Wahlmöglichkeit steht im Mittelpunkt
Auch wenn die Schulverwaltung letztendlich entscheidet, ob und wo inklusive Bildungsangebote eingerichtet werden, verantwortet die Kommunalverwaltung ihren Teilbeitrag zum Erfolg dieser Bildungsangebote in eigener Regie. Die Kommunen sind deshalb ihrerseits gefordert, Leistungen wie aus einer Hand zu bündeln. „Auch die Zivilgesellschaft ist bei der Inklusion gefordert. Ausgehend vom Leitgedanken, dass die Wahlmöglichkeit der Eltern im Mittelpunkt steht, müssen wir die Beratungsprozesse so anlegen, dass Eltern ihre Entscheidung für ein Bildungsangebot auf einer guten Basis treffen können“, erläutert Eisenmann. Für die Schulen, die Lehrerinnen und Lehrer hingegen fordere das gemeinsame Lernen an allgemeinen Schulen viel Engagement. Dabei gehe es nicht nur um Aufgaben der Unterrichts-, Personal- und Schulentwicklung, sondern auch um die Frage, welche Formen inklusiver Bildung für alle Beteiligten tragfähig sind. Deshalb, so Eisenmann, hänge das Gelingen der Inklusion in hohem Maße von der Qualifikation der Lehrkräfte ab. In diesem Sinne wurden die Ausbildungs- und Prüfungsordnungen für die Lehramtsausbildung auch unter dem Aspekt der Inklusion verändert und entsprechende Fortbildungs- und Unterstützungsangebote für Lehrkräfte und Schulen geschaffen.

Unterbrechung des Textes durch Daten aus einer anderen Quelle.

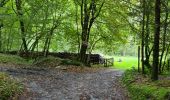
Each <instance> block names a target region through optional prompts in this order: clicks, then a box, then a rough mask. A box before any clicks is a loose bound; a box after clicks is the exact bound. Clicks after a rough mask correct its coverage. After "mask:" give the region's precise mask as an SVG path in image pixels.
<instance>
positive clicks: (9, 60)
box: [0, 54, 28, 64]
mask: <svg viewBox="0 0 170 100" xmlns="http://www.w3.org/2000/svg"><path fill="white" fill-rule="evenodd" d="M0 63H10V64H28V62H27V60H26V59H23V58H22V57H19V56H17V55H8V54H0Z"/></svg>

Eine weitere aktuelle Herausforderung sei es, genügend Lehrerinnen und Lehrer für die Inklusion zu qualifizieren. Die Ministerin verweist in diesem Zusammenhang auf die am 21. März 2017 vom Ministerrat beschlossene Weiterqualifizierungskampagne für Haupt- und Werkrealschullehrkräfte. Diese richte sich unter anderem an Lehrkräfte, die heute schon an sonderpädagogischen Bildungs- und Beratungszentren arbeiten, sowie an Lehrerinnen und Lehrer, die künftig die Zahl der Sonderpädagogen verstärken sollen. Damit könnten mittelfristig die Engpässe in diesem Bereich abgefedert werden.